PARQUET-1381: Support merging of rowgroups during file rewrite #1121

MaheshGPai · 2023-07-15T12:11:10Z

Make sure you have checked all steps below.

Jira

My PR addresses the following Parquet Jira issues and references them in the PR title.
- https://issues.apache.org/jira/browse/PARQUET-1381
- In case you are adding a dependency, check if the license complies with the ASF 3rd Party License Policy.

Tests

My PR adds the following unit tests OR does not need testing for this extremely good reason:

Commits

My commits all reference Jira issues in their subject lines. In addition, my commits follow the guidelines from "How to write a good git commit message":
1. Subject is separated from body by a blank line
2. Subject is limited to 50 characters (not including Jira issue reference)
3. Subject does not end with a period
4. Subject uses the imperative mood ("add", not "adding")
5. Body wraps at 72 characters
6. Body explains "what" and "why", not "how"

Documentation

In case of new functionality, my PR adds documentation that describes how to use it.
- All the public functions and the classes in the PR contain Javadoc that explain what it does

MaheshGPai · 2023-07-15T12:19:43Z

Taking forward a PR that had remained inactive. Original PR - #775

wgtmac

I simply did an initial review. I

wgtmac · 2023-07-19T05:20:57Z

parquet-cli/src/main/java/org/apache/parquet/cli/commands/RewriteCommand.java

@@ -72,6 +72,18 @@ public class RewriteCommand extends BaseCommand {
          required = false)
  String codec;

+  @Parameter(
+    names = {"-m", "--merge-rowgroups"},
+    description = "<true/false>",


Could you please add a brief description?

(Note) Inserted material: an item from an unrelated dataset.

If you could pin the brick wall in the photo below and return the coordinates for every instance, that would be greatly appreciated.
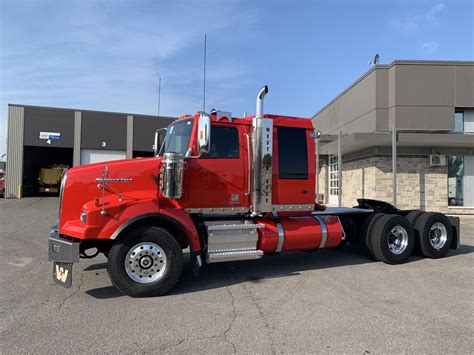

wgtmac · 2023-07-19T05:21:37Z

parquet-cli/src/main/java/org/apache/parquet/cli/commands/RewriteCommand.java

+
+  @Parameter(
+    names = {"-s", "--max-rowgroup-size"},
+    description = "<max size of the merged rowgroups>",


It would be good to say it is used together with --merge-rowgroups=true in the description.

wgtmac · 2023-07-19T05:23:16Z

parquet-cli/src/main/java/org/apache/parquet/cli/commands/RewriteCommand.java

+      builder.enableRowGroupMerge();
+      builder.maxRowGroupSize(maxRowGroupSize);


What about use a single function? Like builder.mergeRowGroups(maxRowGroupSize).

I have made changes as per the comment. I'm fine either way.

wgtmac · 2023-07-19T05:38:41Z

parquet-hadoop/src/main/java/org/apache/parquet/hadoop/RowGroupMerger.java

+import java.io.IOException;
+import java.io.UncheckedIOException;
+import java.nio.ByteBuffer;
+import java.util.*;


Please do not use import star.

wgtmac · 2023-07-19T05:41:15Z

parquet-hadoop/src/main/java/org/apache/parquet/hadoop/RowGroupMerger.java

+import org.apache.parquet.schema.MessageType;
+import org.apache.parquet.schema.PrimitiveType;
+
+public class RowGroupMerger {


Suggested change

public class RowGroupMerger {

class RowGroupMerger {

It would be good not to make it public for now.

Probably you need to relocate it into the rewrite package.

wgtmac · 2023-07-19T06:03:16Z

parquet-hadoop/src/main/java/org/apache/parquet/hadoop/rewrite/ParquetRewriter.java

+      initNextReader();
+    }
+    while(reader != null);
+    new RowGroupMerger(schema, newCodecName, v2EncodingHint).merge(readers, maxRowGroupSize, writer);


I didn't review it in depth. Does it handle encryption or masking properties internally?

Yes. Underneath, it uses the same instance of ParquetFileWriter which handles these operations.

advancedxy

This is a nice feature @MaheshGPai. I'm wondering similar features too, thanks for your work.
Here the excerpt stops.